How do you go from being a spy to being a vicar?

That is probably the most frequently asked question I get when people know that my first career was at GCHQ in Cheltenham. Having joined with a degree in German and French, I trained to be a not-very-good Russian linguist specialist during the Cold War. After a few years I moved on to a theological college before being ordained in the Church of England. The rest, as they say, is history.

So, I understand the surprise about my unusual career change. But, looking at the underbelly of the world’s politics and military is not a million miles from doing pastoral work with individuals in a parish. Whether I was dealing with the Soviet military in Afghanistan or having a cup of tea with an elderly couple in their home, the questions are basically the same:

• What is the meaning of my life – my living?

• What is the meaning of my death – my dying?

• What is the meaning of history – and where do I think it began?

• Where does morality come from and why does any of this stuff matter anyway?

Now, these are classic world-view questions; but, whatever fancy label we give them, they go to the heart of most of our self-reflection and our assumptions about the stuff going on around us in the world at the moment.

For example, the ways I see yesterday’s anniversary of the slaughter in Israel and today’s focus on the slaughter across the Middle East; or my recent visit to Sudan, where friends have been displaced and dispossessed, threatened and, in some cases, killed; or the family funeral I did a few days ago as we mourned our loss and contemplated a changed future in a changed world.

I say this because, basically, theology – that is, my understanding of God, the world and us – has to make sense of the whole of reality in this complex world, not just bits of it. If my faith only works in Wimbledon and not in Baghdad, then it isn’t worth having – and there are better things to do with my life than getting ordained.
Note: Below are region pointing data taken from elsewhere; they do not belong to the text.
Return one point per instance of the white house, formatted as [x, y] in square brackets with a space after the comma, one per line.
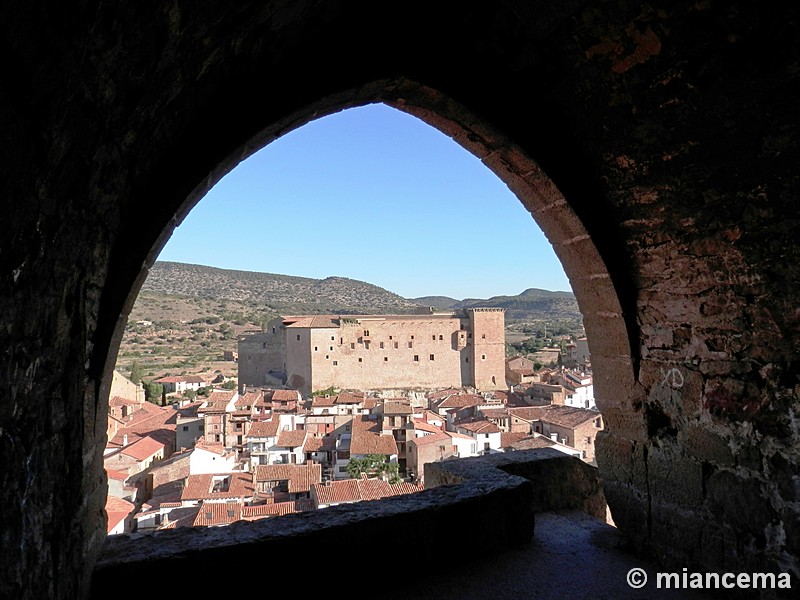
[485, 434]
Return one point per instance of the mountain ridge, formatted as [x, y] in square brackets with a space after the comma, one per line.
[336, 294]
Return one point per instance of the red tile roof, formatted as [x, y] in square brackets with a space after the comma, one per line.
[143, 448]
[317, 444]
[367, 439]
[557, 414]
[462, 400]
[117, 510]
[200, 487]
[435, 438]
[264, 428]
[357, 490]
[291, 439]
[275, 509]
[181, 379]
[323, 401]
[300, 477]
[218, 513]
[480, 427]
[425, 426]
[285, 395]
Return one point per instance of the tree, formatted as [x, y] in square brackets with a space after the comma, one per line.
[375, 466]
[153, 392]
[136, 372]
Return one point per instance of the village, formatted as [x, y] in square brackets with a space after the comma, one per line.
[298, 434]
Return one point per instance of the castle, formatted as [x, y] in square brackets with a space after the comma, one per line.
[415, 351]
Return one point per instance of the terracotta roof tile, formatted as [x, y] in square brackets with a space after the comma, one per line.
[300, 477]
[200, 487]
[480, 427]
[117, 510]
[264, 428]
[218, 513]
[367, 439]
[143, 448]
[317, 444]
[462, 400]
[357, 490]
[291, 439]
[275, 509]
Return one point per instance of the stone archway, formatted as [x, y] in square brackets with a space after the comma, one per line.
[670, 129]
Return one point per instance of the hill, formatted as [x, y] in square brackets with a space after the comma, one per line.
[280, 293]
[187, 317]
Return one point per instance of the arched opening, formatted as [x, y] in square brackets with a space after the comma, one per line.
[550, 209]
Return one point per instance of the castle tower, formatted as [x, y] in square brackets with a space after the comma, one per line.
[488, 348]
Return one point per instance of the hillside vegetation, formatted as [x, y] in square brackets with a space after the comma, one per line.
[187, 316]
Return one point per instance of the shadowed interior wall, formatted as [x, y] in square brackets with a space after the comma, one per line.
[656, 145]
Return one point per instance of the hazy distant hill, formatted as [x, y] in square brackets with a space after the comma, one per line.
[284, 293]
[287, 294]
[532, 304]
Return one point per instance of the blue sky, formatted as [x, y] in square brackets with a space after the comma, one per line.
[371, 193]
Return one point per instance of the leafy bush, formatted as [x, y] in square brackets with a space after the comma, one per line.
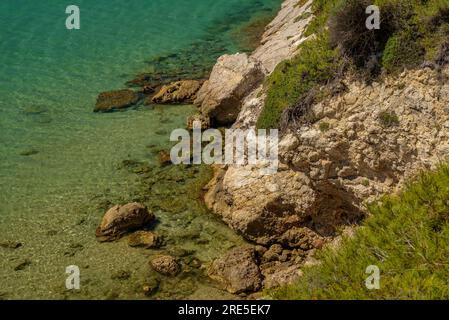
[406, 237]
[402, 51]
[315, 64]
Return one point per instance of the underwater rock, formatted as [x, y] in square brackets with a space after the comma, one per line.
[237, 271]
[30, 152]
[115, 100]
[121, 275]
[8, 244]
[151, 286]
[164, 158]
[121, 219]
[22, 265]
[178, 92]
[166, 265]
[144, 239]
[205, 121]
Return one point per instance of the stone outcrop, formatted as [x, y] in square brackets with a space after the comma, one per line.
[116, 100]
[237, 271]
[122, 219]
[178, 92]
[231, 79]
[376, 135]
[364, 142]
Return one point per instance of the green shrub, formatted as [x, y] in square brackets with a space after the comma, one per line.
[402, 50]
[406, 236]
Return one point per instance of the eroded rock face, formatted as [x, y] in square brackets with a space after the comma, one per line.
[115, 100]
[178, 92]
[231, 79]
[237, 271]
[166, 265]
[262, 207]
[377, 136]
[279, 274]
[122, 219]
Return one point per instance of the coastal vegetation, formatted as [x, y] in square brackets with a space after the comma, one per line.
[406, 236]
[340, 45]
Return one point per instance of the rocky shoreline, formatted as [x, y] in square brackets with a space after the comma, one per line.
[239, 271]
[365, 141]
[357, 150]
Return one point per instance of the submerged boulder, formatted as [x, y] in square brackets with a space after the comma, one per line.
[204, 120]
[121, 219]
[166, 265]
[115, 100]
[144, 239]
[231, 79]
[237, 271]
[177, 92]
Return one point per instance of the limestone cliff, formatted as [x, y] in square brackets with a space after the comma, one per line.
[364, 142]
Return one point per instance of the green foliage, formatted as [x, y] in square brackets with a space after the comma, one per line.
[388, 119]
[412, 31]
[406, 236]
[402, 51]
[315, 64]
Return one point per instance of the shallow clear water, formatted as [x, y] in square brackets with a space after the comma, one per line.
[61, 164]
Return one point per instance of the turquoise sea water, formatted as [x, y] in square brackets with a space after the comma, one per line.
[57, 157]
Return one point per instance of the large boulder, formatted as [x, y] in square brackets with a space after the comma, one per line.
[261, 207]
[237, 271]
[232, 78]
[177, 92]
[115, 100]
[121, 219]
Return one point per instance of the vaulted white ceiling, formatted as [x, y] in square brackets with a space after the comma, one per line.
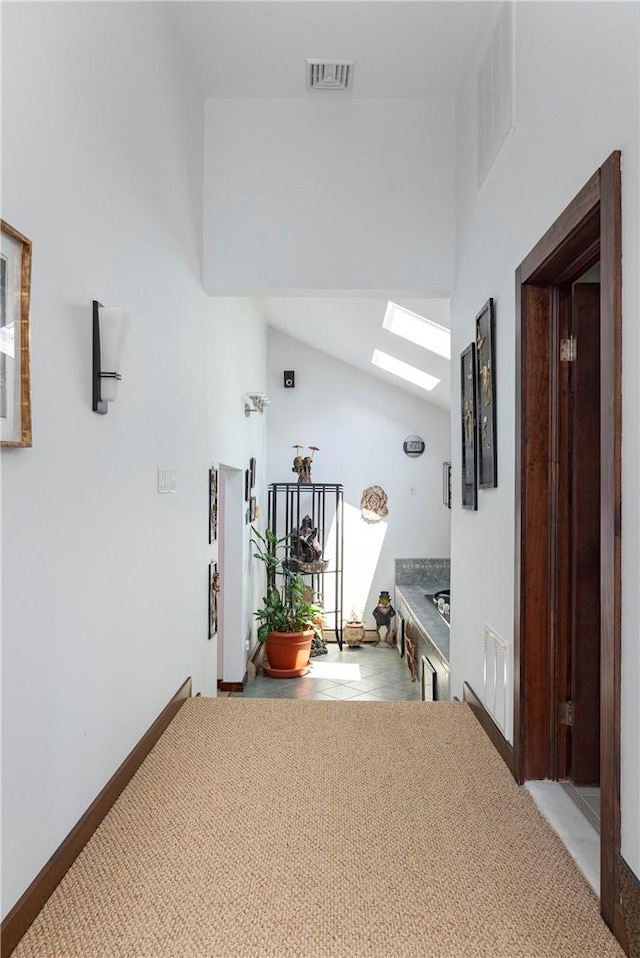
[257, 48]
[404, 49]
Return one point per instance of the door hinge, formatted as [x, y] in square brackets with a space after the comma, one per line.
[568, 350]
[565, 713]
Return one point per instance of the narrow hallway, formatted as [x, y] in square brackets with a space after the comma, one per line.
[373, 673]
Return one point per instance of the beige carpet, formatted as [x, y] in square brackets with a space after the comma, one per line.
[274, 829]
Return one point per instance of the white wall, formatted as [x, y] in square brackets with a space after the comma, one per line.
[577, 101]
[359, 424]
[104, 581]
[348, 194]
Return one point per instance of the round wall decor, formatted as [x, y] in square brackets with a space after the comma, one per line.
[414, 446]
[373, 504]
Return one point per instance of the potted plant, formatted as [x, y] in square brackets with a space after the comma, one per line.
[286, 618]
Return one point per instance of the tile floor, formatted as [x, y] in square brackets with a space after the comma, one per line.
[369, 672]
[573, 828]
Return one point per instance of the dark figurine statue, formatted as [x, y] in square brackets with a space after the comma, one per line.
[305, 545]
[383, 614]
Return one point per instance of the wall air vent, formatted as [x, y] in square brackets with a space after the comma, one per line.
[496, 667]
[329, 74]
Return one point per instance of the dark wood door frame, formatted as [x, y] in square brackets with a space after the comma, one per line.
[588, 230]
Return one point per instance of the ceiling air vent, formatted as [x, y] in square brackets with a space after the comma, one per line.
[329, 74]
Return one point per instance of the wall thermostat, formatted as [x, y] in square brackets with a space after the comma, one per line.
[414, 446]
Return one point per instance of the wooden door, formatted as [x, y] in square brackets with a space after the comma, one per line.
[585, 537]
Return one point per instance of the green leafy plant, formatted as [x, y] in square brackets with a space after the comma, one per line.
[285, 607]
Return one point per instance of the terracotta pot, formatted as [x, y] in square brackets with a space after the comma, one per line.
[354, 633]
[289, 650]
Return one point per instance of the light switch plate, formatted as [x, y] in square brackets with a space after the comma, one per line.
[166, 481]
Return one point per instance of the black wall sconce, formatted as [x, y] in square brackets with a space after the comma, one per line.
[110, 325]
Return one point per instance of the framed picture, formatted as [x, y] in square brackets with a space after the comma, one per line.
[15, 292]
[446, 484]
[214, 588]
[213, 505]
[486, 398]
[468, 421]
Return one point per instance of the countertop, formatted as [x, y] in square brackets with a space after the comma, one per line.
[414, 579]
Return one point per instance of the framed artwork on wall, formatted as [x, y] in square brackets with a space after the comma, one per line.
[15, 382]
[468, 422]
[214, 588]
[486, 397]
[213, 505]
[446, 484]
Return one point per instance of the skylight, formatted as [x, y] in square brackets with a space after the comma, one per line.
[423, 332]
[403, 370]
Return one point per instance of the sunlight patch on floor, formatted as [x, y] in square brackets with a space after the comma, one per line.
[347, 671]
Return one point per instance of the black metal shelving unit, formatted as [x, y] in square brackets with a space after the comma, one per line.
[288, 504]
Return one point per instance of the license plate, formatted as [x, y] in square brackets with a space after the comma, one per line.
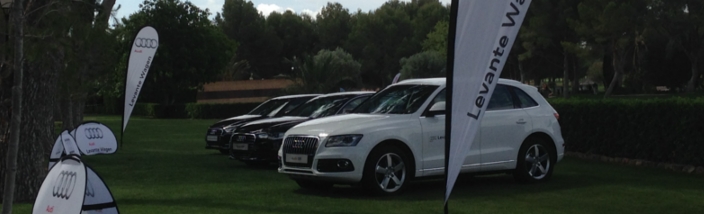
[294, 158]
[239, 146]
[212, 138]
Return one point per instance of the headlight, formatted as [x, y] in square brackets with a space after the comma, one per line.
[276, 135]
[230, 128]
[343, 140]
[260, 133]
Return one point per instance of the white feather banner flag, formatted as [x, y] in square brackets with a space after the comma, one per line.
[143, 49]
[482, 33]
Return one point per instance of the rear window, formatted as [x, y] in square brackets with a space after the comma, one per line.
[501, 99]
[525, 100]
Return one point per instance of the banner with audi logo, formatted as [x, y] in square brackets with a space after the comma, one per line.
[95, 138]
[63, 189]
[98, 197]
[69, 144]
[56, 152]
[142, 53]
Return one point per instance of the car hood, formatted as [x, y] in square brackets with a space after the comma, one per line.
[235, 120]
[348, 124]
[266, 123]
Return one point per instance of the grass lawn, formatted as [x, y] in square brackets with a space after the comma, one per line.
[164, 168]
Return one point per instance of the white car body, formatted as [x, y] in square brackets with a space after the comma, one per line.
[495, 148]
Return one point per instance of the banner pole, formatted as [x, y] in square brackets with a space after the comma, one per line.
[448, 87]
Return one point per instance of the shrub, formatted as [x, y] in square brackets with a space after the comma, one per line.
[663, 130]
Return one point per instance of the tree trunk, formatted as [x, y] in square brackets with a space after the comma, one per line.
[575, 77]
[565, 76]
[66, 114]
[13, 150]
[521, 72]
[618, 72]
[694, 80]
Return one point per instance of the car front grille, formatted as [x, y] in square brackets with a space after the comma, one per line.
[243, 138]
[214, 131]
[304, 145]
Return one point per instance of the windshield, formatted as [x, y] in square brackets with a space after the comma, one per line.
[322, 107]
[267, 107]
[399, 99]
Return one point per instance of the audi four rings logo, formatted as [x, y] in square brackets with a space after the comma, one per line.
[64, 184]
[297, 144]
[93, 133]
[146, 43]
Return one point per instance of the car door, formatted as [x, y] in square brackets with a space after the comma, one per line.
[503, 128]
[434, 143]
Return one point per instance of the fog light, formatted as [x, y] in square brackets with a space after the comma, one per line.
[343, 164]
[335, 165]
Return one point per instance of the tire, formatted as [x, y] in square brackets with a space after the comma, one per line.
[536, 161]
[386, 171]
[314, 185]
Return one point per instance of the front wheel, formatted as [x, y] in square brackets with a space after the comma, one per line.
[535, 161]
[386, 170]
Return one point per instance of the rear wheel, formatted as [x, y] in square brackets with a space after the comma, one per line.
[535, 161]
[386, 170]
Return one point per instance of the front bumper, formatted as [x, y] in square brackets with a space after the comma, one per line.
[216, 138]
[315, 166]
[247, 147]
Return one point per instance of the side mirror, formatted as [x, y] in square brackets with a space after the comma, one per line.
[437, 109]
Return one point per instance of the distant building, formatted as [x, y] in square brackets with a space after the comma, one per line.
[244, 91]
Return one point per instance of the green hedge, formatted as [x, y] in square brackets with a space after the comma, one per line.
[217, 111]
[188, 110]
[664, 130]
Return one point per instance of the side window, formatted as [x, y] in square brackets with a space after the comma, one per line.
[353, 104]
[501, 99]
[441, 97]
[525, 99]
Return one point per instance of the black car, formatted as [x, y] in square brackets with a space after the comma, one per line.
[218, 134]
[258, 142]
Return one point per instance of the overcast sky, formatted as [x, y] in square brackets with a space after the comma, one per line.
[267, 6]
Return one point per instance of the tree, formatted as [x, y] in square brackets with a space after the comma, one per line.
[333, 25]
[39, 31]
[379, 40]
[437, 39]
[426, 64]
[613, 25]
[325, 72]
[683, 22]
[547, 35]
[192, 51]
[259, 45]
[296, 34]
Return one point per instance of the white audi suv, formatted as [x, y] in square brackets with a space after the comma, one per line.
[399, 134]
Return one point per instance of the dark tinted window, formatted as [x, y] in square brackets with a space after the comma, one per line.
[398, 99]
[525, 100]
[353, 104]
[320, 107]
[268, 106]
[501, 99]
[441, 97]
[292, 104]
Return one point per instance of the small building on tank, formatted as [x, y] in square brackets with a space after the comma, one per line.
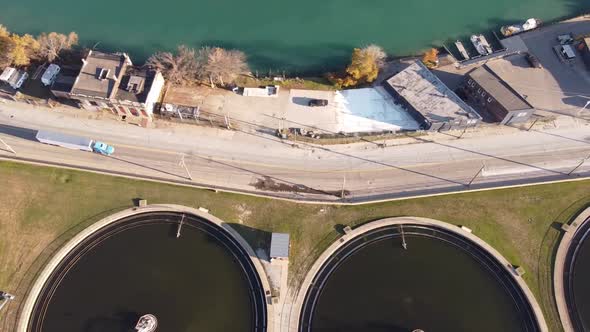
[495, 100]
[429, 101]
[110, 81]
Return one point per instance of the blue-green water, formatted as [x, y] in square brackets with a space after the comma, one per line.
[279, 35]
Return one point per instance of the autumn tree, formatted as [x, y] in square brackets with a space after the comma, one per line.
[221, 66]
[363, 68]
[377, 53]
[177, 68]
[25, 49]
[51, 45]
[430, 58]
[6, 47]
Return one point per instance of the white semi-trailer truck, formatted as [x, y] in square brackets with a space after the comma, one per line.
[74, 142]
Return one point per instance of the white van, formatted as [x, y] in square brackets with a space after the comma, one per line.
[50, 74]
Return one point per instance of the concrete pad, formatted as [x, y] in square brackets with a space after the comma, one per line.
[371, 109]
[298, 114]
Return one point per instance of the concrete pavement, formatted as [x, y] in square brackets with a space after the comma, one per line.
[237, 160]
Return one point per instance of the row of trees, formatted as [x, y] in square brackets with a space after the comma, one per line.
[20, 50]
[363, 68]
[215, 65]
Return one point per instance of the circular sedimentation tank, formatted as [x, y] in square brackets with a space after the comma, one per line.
[443, 280]
[202, 280]
[572, 275]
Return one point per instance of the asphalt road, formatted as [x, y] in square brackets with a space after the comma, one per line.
[236, 160]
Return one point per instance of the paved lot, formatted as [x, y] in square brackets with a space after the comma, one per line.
[358, 110]
[562, 87]
[238, 160]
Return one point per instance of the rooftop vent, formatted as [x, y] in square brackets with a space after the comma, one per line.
[103, 73]
[135, 84]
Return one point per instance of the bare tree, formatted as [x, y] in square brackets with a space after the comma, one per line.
[377, 53]
[3, 31]
[221, 66]
[51, 45]
[6, 49]
[177, 69]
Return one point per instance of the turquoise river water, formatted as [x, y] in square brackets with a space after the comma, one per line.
[303, 35]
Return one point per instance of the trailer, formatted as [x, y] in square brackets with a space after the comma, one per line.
[73, 142]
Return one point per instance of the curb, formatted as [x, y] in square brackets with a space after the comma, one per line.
[401, 197]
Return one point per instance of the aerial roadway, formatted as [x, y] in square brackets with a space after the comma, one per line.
[254, 162]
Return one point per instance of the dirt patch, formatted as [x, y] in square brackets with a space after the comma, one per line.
[243, 213]
[269, 184]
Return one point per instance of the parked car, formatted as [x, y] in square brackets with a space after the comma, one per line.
[103, 148]
[533, 61]
[317, 102]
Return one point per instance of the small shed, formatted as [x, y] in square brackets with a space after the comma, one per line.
[279, 246]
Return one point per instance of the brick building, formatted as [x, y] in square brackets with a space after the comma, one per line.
[109, 81]
[494, 99]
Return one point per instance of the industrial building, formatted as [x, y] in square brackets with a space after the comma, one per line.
[109, 81]
[495, 100]
[429, 101]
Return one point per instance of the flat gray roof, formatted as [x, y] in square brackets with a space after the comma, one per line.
[429, 95]
[279, 245]
[498, 89]
[113, 68]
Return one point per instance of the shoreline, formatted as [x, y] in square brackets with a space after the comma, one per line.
[331, 65]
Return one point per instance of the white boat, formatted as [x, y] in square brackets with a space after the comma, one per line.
[462, 50]
[510, 30]
[481, 44]
[146, 323]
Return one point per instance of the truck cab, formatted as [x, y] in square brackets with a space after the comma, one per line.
[103, 148]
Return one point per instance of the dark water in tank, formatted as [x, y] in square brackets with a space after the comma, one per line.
[190, 284]
[433, 286]
[581, 283]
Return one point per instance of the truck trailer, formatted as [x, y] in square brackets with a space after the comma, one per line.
[74, 142]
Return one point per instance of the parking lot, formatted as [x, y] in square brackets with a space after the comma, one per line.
[356, 110]
[561, 86]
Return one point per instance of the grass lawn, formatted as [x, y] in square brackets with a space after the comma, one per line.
[42, 207]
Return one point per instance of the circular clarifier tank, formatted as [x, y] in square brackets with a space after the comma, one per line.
[198, 279]
[575, 273]
[440, 281]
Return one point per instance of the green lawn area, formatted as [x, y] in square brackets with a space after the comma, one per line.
[42, 207]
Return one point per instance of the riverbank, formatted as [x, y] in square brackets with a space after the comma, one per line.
[44, 207]
[301, 37]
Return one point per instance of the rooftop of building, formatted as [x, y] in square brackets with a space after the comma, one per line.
[135, 85]
[428, 95]
[101, 74]
[498, 89]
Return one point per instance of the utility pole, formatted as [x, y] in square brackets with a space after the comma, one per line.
[183, 164]
[476, 174]
[579, 165]
[462, 133]
[534, 122]
[7, 146]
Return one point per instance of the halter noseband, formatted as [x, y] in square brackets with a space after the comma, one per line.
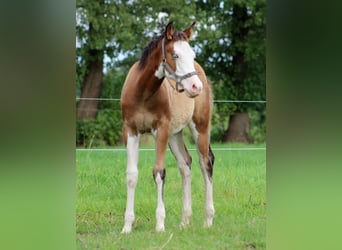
[171, 73]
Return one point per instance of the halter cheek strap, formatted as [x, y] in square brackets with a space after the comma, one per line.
[170, 73]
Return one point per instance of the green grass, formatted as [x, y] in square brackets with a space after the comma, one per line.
[239, 199]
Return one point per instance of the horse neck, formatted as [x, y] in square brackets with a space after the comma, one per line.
[149, 83]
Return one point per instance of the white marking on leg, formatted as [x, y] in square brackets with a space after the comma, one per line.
[131, 179]
[185, 172]
[209, 203]
[160, 211]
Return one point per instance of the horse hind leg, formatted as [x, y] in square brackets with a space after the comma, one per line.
[184, 164]
[159, 173]
[206, 160]
[131, 179]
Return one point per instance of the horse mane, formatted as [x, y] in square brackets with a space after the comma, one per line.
[177, 35]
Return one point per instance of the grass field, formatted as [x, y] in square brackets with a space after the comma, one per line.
[239, 199]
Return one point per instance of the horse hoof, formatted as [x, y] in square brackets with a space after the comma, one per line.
[160, 228]
[126, 230]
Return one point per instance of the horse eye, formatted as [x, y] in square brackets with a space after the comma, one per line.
[174, 56]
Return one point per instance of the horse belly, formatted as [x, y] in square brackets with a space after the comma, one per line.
[182, 110]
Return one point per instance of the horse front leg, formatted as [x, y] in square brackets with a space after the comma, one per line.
[206, 160]
[184, 160]
[159, 174]
[132, 144]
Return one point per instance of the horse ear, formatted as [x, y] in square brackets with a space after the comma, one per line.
[169, 30]
[189, 31]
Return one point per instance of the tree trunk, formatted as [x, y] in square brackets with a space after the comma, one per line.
[92, 84]
[238, 128]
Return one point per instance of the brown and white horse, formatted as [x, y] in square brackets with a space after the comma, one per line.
[163, 92]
Every human being makes assumptions about why the world is the way it is and tries to shape life accordingly. It is the lens behind the eyes that filter how we think and see reality, the decisions we make and the meaning we give to them.

And this is why respectful listening to the perspectives of others really matters -that we are open to looking through the eyes of someone else and understanding why they are the way they are. It’s not about agreement, but about learning to live with difference.